Казалось, отец с опозданием понял, что, возможно, слишком далеко зашел. Он подхватил дочь и прижал к себе, словно красивую куклу из тех, что покупал ей, когда она была ребенком.
– Мне жаль, что тебе пришлось это увидеть, дочка. Но это ради твоего же блага.
Джоан посмотрела на него как на безумца. Разве такое может быть ей во благо? Этого она никогда не забудет. В память навсегда врезалась беспощадная жестокость отца, который привез ее сюда.
Должно быть, выражение лица дочери встревожило его. Джону Комину явно было не по себе, когда он отвел прядь волос с ее лица. Коснувшись холодной кожи Джоан, отец почувствовал, что девочка замерзла. Он сорвал с себя плед и укутал ее.
– Твоя мать мертва для нас обоих, – добавил он. – Мы никогда больше не будем говорить о ней.
В этом Джон Комин оказался прав. Они больше не говорили о матери Джоан. Но смерть настигла не мать, а отца девочки. Два года спустя жестокая лихорадка уложила его в постель и вскоре свела в могилу.
Джоан не горевала по нему.
Он умер для нее в тот день, когда привез ее к замку Берик и заставил смотреть на мать в подвешенной на стене клетке. В тот день отец преподал ей урок, однако добился отнюдь не того, на что рассчитывал. Джоан навсегда запомнила ту жестокую сцену, муки матери и чувство собственного бессилия. С тех пор поселилась в ее душе лютая ненависть к королю, что обрек на поругание несчастную женщину, и к человеку, который отказался даже пальцем пошевелить, чтобы помочь ей. С того дня она стала смотреть на отца другими глазами.

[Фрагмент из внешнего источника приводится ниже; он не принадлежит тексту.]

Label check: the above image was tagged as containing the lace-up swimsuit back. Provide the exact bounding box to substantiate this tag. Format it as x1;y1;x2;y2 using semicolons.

Многое изменилось для нее тогда бесповоротно, навсегда. В войне между Шотландией и Англией она больше не была сторонним наблюдателем. Отныне самым горячим ее желанием стало увидеть, как король Англии Эдуард будет повержен и Роберт Брюс взойдет на трон – лишь это имело теперь значение. Она не смогла освободить мать из клетки, но поклялась сделать все возможное, чтобы страдания той не оказались напрасными.
Лучше бы ее избили плетьми. Рубцы от плети, по крайней мере, заживают.